Apparently the stuff we get at low-to-mid-to-sometimes-high-end restaurants isn’t really wasabi, but instead, is a blend of mustard and horseradish powder, dyed green. The real stuff is somewhat difficult to grow. Roy Carver III grew it in Oregon for a time but I read that he has since shut down business because the demand for it wasn’t there. Yasuko said that the sushi chef at high-end restaurants flavor the sushi with soy sauce and wasabi already and created it exactly how he wants for it to taste, so there’s no real need for the little condiment dish that we see everywhere. My observation is that sushi is supposed to be far more subtle and cleaner than I’ve been eating it. The horseradish powder stuff is a bit rough, so when you supplement with it, it kind of just rips through everything and mutes the fish, which should completely be the focal point. That’s what you’re paying the big bucks for, right? :)

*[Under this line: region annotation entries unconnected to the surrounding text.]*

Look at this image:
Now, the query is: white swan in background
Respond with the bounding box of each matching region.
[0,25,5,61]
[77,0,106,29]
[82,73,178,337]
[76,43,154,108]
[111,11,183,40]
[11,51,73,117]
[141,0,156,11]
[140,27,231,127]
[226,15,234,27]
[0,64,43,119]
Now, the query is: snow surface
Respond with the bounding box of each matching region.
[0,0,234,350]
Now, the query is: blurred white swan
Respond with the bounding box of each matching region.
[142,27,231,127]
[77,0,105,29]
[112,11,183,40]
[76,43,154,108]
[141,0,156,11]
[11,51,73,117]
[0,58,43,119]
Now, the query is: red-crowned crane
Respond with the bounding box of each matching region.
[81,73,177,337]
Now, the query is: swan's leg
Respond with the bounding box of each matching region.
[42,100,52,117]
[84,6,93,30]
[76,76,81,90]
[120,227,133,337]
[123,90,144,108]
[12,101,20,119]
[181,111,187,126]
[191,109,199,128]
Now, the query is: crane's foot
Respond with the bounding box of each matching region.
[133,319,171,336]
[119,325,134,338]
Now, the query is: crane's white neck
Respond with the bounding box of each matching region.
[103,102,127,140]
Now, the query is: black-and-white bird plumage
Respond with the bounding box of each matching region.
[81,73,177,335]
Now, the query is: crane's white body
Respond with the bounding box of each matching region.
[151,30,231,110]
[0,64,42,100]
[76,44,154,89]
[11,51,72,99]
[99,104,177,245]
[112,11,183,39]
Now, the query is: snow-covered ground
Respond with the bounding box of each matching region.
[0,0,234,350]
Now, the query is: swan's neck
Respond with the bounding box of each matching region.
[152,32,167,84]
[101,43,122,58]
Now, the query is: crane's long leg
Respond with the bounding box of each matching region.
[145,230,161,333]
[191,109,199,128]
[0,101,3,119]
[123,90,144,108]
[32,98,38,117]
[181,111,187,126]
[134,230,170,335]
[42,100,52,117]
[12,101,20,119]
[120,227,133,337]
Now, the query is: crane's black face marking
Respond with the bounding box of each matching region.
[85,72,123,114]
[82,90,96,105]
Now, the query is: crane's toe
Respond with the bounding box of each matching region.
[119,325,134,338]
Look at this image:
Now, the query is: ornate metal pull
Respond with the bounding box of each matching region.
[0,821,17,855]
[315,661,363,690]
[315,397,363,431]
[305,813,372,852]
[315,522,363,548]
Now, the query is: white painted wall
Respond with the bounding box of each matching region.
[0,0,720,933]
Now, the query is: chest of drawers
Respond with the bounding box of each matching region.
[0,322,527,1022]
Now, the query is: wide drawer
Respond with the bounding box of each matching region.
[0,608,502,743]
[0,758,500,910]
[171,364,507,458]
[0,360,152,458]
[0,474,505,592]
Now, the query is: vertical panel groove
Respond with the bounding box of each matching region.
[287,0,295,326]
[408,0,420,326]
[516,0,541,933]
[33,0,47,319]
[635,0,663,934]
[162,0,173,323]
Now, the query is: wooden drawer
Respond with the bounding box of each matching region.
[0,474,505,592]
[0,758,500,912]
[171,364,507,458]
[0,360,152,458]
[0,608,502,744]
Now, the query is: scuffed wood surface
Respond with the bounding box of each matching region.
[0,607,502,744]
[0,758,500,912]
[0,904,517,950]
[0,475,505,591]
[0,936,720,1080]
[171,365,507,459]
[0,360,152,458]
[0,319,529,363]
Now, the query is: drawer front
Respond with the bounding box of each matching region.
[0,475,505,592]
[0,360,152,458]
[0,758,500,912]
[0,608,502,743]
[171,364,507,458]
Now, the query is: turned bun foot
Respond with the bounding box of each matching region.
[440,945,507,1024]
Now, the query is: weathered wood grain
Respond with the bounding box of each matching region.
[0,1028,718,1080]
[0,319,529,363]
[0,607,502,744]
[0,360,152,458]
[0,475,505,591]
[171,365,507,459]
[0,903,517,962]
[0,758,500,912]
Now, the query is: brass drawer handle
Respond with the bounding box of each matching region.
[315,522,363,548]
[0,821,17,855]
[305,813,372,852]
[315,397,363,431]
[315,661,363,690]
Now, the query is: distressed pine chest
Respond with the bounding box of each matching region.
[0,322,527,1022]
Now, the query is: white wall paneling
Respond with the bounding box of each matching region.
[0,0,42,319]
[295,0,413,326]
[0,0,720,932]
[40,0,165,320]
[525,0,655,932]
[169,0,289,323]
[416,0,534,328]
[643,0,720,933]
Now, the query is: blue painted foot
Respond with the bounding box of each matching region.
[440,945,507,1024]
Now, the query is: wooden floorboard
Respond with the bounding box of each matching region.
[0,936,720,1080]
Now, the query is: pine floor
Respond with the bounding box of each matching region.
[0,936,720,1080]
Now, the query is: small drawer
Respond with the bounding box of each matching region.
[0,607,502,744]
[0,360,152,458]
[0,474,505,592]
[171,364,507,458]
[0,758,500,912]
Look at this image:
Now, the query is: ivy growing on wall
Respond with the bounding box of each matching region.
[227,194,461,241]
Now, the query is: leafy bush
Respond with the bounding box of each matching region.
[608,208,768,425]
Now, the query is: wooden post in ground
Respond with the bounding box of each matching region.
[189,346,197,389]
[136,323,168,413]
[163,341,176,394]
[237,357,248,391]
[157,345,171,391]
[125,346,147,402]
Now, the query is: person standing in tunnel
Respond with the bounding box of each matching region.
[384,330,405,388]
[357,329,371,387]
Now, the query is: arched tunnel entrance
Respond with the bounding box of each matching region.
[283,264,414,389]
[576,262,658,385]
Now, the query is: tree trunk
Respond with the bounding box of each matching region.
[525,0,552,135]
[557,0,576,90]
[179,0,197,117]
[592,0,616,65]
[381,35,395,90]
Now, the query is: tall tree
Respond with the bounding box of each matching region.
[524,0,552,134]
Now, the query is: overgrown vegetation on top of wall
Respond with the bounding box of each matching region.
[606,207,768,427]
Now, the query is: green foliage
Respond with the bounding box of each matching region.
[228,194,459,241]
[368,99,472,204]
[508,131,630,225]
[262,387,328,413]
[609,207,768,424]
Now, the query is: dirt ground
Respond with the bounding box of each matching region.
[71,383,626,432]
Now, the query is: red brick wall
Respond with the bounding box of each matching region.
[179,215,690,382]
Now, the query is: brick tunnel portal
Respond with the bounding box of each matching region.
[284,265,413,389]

Gari (pickled ginger) and soy sauce
Gari is a palate cleanser, or even a snack between servings of sushi. But it’s not a sushi topping. I was surprised when Yasuko brought this up because I didn’t realized people used it as a topping. Interestingly, she also brought up a use for gari that I had never thought of. She said that it’s okay uses gari as a “brush” to season gunkanmaki-type sushi, which is a sushi that has chopped-up or small ingredients that need to be fenced by the nori (seaweed). It’d be hard to swipe these in soy sauce, so you can use a piece of gari to pick up a bit of soy sauce and smooth it over the top of the sushi before eating. Yasuko also said that while sushi is already seasoned, if the customer really wants a bit more soy sauce flavoring, it’s okay to skim the top half of a piece of nigiri (fish-side down, in the soy sauce). She advises that we moderate the use of soy sauce in order to enjoy the full flavor of the fish.